Un mot sur la commercialisation de Napa : les derniers résultats enregistrés par la marque sont-ils conformes à vos attentes ?
Le déploiement de la marque a démarré dès 2019 avec un franc succès. Napa est un véritable vecteur de croissance désormais. Les filiales ont d'ailleurs été précurseurs sur ce sujet. Les résultats se sont rapidement montrés à la hauteur de nos attentes et les indépendants ont donc rapidement suivi le pas.
Le déploiement de la marque a débuté par les kits de distribution avec lesquels nous avions quelques difficultés et Napa nous a aidés à reprendre des parts de marché. La marque nous a même permis de retrouver une certaine dynamique avec notre fournisseur premium, en l'occurrence le groupe Gates. Le succès a aussi été au rendez-vous avec la gamme batteries.

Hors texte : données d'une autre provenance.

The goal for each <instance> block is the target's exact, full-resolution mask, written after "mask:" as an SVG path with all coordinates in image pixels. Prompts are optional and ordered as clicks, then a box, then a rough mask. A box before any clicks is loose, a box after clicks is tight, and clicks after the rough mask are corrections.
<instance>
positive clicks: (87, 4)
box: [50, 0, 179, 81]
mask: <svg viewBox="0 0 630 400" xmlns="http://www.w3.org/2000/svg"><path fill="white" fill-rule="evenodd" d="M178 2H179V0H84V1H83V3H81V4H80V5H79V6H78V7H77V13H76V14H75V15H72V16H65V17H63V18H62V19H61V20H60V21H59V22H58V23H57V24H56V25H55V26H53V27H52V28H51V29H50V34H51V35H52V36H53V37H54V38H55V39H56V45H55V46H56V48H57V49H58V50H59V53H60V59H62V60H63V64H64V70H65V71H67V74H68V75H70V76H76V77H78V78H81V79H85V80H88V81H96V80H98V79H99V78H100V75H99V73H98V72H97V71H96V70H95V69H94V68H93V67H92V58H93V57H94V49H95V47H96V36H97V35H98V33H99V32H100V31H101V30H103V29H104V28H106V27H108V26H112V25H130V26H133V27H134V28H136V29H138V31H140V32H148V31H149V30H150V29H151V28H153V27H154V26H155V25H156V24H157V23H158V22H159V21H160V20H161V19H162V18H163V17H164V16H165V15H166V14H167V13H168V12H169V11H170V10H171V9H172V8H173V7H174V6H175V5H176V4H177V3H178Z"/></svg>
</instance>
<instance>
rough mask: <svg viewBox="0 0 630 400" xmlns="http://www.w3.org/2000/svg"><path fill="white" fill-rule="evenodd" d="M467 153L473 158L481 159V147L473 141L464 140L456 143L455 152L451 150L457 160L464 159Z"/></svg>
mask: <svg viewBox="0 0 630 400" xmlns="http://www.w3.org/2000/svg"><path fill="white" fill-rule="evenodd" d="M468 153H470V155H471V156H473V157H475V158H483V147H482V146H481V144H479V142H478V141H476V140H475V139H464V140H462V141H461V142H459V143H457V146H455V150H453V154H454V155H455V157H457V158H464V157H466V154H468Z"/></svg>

Aujourd'hui, Napa est un véritable atout qui nous permet, en outre, de conquérir des garagistes indépendants.
Quels autres leviers privilégiez-vous pour poursuivre votre croissance ?
Nous travaillons beaucoup sur le développement continu de nos réseaux (Top Garage, Pré-cisium Garage, Garage Premier et Garage & Co). Mais installer de nouveaux panneaux ne suffit pas : il faut s'assurer de la fidélité de nos clients réparateurs. Notre autre levier de crois-sance, c'est la pièce technique. Le groupe dispose probablement de la plus belle offre dans ce domaine, aussi bien dans l'injection, le turbocompresseur ou encore la vanne EGR. Nous nous appuyons à cette fin sur notre filiale Préférence Technique (ex-Le Hello), leader dans la distribution de pièces neuves et remanufacturées. Au-delà de la pièce technique, nous avons également mis l'accent sur la pièce de carrosserie, grâce à notre plateforme SAS, et la pièce de réemploi, avec notre business unit Back2Car. En parallèle, nous entendons renforcer notre maillage dans les zones où notre couverture peut être optimisée, notamment dans le Sud. Le groupe a d'ailleurs réalisé l'acquisition, le 1er juillet 2021, de notre adhérent Partner's Rapid Auto. Cette reprise nous permet de relier l'axe rhodanien avec le centre du pays.
Un dernier mot sur votre nomination au conseil d'administration de la Feda. Quelles actions souhaitez-vous y mener à bien ?
C'est un peu tôt pour le dire puisque je suis le "petit nouveau" du conseil d'administration. D'autant que je suis arrivé dans ce secteur de la pièce de rechange depuis deux ans seulement. Je reste malgré tout très attaché à cette philosophie de l'indépendance pour préserver un équilibre sain vis-à-vis des constructeurs et offrir une véritable alternative à nos clients. Je m'associerai donc, à ma juste mesure, à tous les combats de la Feda. Comme celui sur les ZFE, dont le déploiement me semble effectivement précipité, ou l'ouverture du monopole des pièces captives. Dans un marché où les technologies évoluent très rapidement, il me paraît également utile aussi d'accompagner ce mouvement de l'hybridation et de l'électrification. À ce sujet, il est important de contribuer au développement de l'attractivité de la filière. Nos métiers manuels extrêmement qualifiés sont, trop souvent encore, mal perçus et il me paraît indispensable de les revaloriser auprès des jeunes.